CHINA / POLITICS
Biden gropes his way by sending 'close friends' to Taiwan as PLA prepares for the worst
Published: Apr 14, 2021 10:34 PM
Vessels in the Taiwan Straits, July 20, 2017. /CGTN Photo

Vessels in the Taiwan Straits, July 20, 2017. /CGTN Photo

At US President Joe Biden's request, former US senator Chris Dodd and former deputy secretaries of state Richard Armitage and James Steinberg started visits to the island of Taiwan on Wednesday, a move that shows the Biden administration is still groping its way for its Taiwan policy, testing the Chinese mainland while dodging the red line.

The visit came after a large-scale People's Liberation Army (PLA) aerial exercise on Monday near the island, which set a new record in the number of participating warplanes. Chinese mainland analysts said the exercise could be a rehearsal of combat plans for the island and it demonstrates the PLA's capability of not only crushing Taiwan's military forces, but also driving away foreign forces.

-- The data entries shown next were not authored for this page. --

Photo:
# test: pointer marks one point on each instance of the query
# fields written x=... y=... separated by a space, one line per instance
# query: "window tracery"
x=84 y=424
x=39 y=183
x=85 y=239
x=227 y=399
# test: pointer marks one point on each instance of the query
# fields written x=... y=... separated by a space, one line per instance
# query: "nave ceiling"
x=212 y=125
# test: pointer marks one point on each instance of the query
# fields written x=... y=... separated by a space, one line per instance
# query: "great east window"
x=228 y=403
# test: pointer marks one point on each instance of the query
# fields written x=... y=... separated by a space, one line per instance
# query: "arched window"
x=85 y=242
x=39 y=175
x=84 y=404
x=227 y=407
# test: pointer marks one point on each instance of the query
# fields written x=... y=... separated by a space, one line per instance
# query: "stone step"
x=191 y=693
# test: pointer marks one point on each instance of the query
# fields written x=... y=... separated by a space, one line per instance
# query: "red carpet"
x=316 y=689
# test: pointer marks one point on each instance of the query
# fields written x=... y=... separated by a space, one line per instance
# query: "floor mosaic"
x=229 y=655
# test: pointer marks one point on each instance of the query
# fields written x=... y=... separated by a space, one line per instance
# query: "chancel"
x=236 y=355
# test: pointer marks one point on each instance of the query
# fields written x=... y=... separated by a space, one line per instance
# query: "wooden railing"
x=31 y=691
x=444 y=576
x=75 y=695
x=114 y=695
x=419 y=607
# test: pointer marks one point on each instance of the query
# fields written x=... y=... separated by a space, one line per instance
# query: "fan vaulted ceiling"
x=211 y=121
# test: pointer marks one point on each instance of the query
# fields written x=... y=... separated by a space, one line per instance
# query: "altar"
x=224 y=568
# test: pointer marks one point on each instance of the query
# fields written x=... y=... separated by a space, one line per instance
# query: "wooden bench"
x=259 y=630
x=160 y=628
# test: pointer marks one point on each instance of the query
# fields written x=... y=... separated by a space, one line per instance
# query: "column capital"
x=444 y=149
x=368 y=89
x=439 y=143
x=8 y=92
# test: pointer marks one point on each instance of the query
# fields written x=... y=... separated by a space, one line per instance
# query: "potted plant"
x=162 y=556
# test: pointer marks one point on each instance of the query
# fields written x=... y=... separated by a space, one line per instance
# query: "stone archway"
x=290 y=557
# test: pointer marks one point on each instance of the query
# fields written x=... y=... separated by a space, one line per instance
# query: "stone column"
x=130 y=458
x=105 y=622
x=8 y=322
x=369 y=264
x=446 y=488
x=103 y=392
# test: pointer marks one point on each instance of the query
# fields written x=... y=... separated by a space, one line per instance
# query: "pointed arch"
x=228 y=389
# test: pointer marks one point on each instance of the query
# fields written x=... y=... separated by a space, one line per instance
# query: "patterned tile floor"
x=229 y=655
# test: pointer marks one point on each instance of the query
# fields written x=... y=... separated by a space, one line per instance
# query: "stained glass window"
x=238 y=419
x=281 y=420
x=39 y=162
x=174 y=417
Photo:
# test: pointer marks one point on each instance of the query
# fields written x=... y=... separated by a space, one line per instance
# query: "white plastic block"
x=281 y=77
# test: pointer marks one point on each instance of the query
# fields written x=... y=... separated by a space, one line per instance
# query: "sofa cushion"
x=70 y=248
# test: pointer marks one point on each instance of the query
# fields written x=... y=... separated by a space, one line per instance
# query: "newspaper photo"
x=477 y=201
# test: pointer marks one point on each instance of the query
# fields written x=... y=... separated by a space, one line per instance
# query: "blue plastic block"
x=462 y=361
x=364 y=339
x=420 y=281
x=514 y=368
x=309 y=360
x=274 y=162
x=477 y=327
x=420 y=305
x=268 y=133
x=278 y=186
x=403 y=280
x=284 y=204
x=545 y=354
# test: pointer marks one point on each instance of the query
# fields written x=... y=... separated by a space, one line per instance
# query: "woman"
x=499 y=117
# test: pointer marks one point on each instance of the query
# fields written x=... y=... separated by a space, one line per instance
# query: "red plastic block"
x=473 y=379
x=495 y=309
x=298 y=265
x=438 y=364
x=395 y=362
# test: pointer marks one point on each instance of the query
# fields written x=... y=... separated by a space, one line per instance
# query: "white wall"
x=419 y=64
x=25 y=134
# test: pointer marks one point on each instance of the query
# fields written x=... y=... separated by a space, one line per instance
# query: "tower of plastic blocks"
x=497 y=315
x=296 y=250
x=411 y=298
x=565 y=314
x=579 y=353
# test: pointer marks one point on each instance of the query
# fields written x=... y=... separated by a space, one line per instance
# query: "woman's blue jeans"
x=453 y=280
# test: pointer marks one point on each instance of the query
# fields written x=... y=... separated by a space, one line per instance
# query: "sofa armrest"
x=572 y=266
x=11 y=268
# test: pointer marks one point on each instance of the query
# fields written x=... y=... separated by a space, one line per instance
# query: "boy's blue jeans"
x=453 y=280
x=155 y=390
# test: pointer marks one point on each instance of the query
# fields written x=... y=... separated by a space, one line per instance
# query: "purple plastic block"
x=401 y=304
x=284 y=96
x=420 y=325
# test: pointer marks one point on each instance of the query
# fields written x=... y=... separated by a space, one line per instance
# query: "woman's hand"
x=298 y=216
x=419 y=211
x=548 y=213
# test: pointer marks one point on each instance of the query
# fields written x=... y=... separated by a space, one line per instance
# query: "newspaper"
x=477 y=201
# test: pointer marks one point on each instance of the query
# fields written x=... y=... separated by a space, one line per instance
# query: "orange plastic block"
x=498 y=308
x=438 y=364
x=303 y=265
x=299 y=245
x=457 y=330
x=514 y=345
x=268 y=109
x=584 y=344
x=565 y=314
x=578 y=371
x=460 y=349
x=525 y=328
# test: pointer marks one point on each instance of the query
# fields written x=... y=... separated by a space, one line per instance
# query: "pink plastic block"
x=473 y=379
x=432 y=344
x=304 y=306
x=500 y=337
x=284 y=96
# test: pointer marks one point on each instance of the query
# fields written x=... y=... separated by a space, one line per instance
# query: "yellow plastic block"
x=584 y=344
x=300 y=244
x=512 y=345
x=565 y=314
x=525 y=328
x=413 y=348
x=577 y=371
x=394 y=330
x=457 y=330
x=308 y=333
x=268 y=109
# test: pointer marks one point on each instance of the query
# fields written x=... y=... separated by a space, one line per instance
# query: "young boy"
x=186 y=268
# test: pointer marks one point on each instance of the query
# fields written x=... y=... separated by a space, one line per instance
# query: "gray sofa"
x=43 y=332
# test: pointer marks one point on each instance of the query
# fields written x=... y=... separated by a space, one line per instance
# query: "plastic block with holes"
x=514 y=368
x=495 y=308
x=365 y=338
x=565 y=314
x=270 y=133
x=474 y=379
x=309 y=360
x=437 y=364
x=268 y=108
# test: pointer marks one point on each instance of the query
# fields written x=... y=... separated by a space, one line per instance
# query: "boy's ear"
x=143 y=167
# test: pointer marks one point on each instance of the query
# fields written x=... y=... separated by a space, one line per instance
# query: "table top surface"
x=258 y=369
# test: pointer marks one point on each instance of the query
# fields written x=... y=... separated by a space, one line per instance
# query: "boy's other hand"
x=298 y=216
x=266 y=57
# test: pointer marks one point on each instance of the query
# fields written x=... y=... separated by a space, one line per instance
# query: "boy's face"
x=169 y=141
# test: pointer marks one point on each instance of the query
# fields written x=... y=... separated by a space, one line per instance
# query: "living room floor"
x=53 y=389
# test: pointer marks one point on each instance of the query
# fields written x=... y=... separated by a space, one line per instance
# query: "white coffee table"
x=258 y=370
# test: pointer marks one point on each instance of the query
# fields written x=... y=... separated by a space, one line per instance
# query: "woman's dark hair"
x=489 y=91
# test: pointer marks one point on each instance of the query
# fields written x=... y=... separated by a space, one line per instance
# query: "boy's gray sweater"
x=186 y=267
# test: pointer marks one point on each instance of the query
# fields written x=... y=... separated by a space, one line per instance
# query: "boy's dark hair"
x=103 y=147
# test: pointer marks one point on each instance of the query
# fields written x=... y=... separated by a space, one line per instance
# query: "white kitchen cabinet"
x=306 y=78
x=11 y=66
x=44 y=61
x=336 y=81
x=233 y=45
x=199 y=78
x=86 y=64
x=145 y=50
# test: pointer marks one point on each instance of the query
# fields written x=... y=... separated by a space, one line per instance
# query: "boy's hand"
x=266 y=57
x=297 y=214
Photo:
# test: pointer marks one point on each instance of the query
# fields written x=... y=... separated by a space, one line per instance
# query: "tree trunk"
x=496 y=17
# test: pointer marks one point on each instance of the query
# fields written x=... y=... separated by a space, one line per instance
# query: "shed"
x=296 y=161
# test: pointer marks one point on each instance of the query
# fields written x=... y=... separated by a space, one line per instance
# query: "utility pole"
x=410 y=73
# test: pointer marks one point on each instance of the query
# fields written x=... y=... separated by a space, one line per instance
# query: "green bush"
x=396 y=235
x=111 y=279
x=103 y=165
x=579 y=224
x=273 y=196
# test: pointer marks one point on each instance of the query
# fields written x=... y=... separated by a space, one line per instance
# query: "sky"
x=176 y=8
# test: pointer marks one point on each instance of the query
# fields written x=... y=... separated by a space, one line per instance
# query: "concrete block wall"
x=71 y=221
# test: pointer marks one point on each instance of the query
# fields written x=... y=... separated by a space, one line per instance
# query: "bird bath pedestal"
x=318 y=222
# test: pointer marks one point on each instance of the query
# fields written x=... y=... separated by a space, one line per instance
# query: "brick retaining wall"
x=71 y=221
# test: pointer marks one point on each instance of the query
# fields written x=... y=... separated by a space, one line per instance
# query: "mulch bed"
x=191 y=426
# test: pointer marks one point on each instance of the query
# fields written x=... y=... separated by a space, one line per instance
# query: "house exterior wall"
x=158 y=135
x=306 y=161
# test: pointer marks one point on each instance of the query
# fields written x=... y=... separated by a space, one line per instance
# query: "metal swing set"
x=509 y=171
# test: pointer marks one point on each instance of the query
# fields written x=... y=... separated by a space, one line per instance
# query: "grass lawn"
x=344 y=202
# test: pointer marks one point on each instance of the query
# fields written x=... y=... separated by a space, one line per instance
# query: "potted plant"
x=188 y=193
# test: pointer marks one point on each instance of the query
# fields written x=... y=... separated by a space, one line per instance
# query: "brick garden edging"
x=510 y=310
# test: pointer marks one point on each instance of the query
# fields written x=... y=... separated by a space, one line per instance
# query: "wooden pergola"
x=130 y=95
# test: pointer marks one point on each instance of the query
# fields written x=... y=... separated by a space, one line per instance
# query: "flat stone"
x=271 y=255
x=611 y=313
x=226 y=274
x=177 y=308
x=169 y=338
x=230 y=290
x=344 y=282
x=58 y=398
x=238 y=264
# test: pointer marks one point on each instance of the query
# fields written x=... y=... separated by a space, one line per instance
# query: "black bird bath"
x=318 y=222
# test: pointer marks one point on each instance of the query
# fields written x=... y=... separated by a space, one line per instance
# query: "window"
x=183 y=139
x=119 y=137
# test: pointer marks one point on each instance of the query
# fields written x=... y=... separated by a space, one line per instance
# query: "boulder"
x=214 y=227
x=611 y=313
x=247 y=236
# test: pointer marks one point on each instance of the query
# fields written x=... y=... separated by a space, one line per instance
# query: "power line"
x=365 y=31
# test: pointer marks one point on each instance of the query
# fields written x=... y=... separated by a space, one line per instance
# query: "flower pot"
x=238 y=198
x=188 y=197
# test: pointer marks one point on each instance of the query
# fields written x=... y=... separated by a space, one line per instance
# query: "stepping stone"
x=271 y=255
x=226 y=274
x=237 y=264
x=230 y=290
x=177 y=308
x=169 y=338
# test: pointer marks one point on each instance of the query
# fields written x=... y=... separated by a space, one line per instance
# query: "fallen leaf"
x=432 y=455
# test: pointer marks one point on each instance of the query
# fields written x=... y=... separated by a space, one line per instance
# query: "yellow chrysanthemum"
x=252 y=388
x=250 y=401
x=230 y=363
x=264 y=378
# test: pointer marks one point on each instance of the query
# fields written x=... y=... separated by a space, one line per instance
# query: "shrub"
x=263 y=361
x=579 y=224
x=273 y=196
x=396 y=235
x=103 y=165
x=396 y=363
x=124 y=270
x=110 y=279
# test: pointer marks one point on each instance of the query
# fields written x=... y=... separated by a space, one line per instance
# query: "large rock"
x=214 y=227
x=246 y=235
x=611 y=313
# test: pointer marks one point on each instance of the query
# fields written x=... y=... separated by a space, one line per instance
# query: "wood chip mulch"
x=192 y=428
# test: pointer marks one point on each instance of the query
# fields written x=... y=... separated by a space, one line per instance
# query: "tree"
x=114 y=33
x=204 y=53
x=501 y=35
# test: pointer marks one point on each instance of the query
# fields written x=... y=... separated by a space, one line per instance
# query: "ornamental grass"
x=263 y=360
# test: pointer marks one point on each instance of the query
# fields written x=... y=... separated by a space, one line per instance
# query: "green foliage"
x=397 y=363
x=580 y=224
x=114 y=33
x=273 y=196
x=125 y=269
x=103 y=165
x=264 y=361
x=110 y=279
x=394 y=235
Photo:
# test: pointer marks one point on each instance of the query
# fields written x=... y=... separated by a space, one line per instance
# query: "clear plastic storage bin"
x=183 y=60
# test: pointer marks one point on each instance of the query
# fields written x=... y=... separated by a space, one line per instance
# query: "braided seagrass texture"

Although the delegation was described as "unofficial" and intended to celebrate the 42nd anniversary of the Taiwan Relation Act (TRA), a White House official called the visit a "personal signal" from Biden, the former officials' "close friend," according to the Reuters. 

Zhao Lijian, spokesperson of the Chinese Foreign Ministry, said on Wednesday that China firmly opposes any form of official exchanges between the US and the island of Taiwan, and China has lodged solemn representations with the US.

"We urge the US to prudently handle Taiwan-related affairs and refrain from sending any wrong signals to Taiwan secessionists so as to avoid further serious damage to China-US relations and peace and stability across the Taiwan Straits," Zhao said. 

Signed into law by then US president Jimmy Carter on April 10, 1979, the TRA defines an unofficial relationship with the island, as it only allows non-diplomatic ties such as commercial and cultural ties with Taiwan, which is an important part of the US' one-China policy.

Xin Qiang, deputy director of the Center for US Studies at Fudan University, told the Global Times on Wednesday that although the visiting delegation shows the US' support to the island, it should be noted that the Biden administration still maintains unofficial relations with Taiwan and Biden is unlikely to send any current senior officials to the island. 

Reuters cited an anonymous US official as saying that the visit followed "a long-standing bipartisan tradition of US administrations sending high-level, unofficial delegations to Taiwan."

Some Taiwan politicians hailed the delegation as a big success and signal of support from the new US administration.

The visit is a kind of a "side-door entry," but the White House has no intention of changing the nature of its ties with the island of Taiwan, Xin said. 

Steinberg, who has visited Taiwan at least four times, met with two former Taiwan regional leaders over the past two decades. Armitage, whose last Taiwan visit was in 2019, the 40th anniversary of the TRA, was portrayed as "Taiwan's old friend" by island leader Tsai Ing-wen. 

The US State Department recently released new guidelines to allow US officials to meet more freely with officials from the island of Taiwan, media reported. 

Yuan Zheng, deputy director of the Institute of American Studies at the Chinese Academy of Social Sciences, told the Global Times on Wednesday that the visit shows that the Biden administration has no intention of crossing China's red line on the Taiwan question and is still groping for its Taiwan policy through testing the Chinese mainland.

The US will push unofficial relations between the US and the island to become more official, Yuan said, adding that Track II diplomacy with the island may become the new norm under Biden.

Yuan said that during the Trump administration, the US broke the status quo in the Taiwan Straits through official visits and various Taiwan-related acts. 

The PLA's actions show that the mainland is also preparing for the worst, which is not desired by the Biden administration. The new administration, on the other hand, cannot give up the "Taiwan card" amid the China-US confrontation, and is figuring out its way to play it.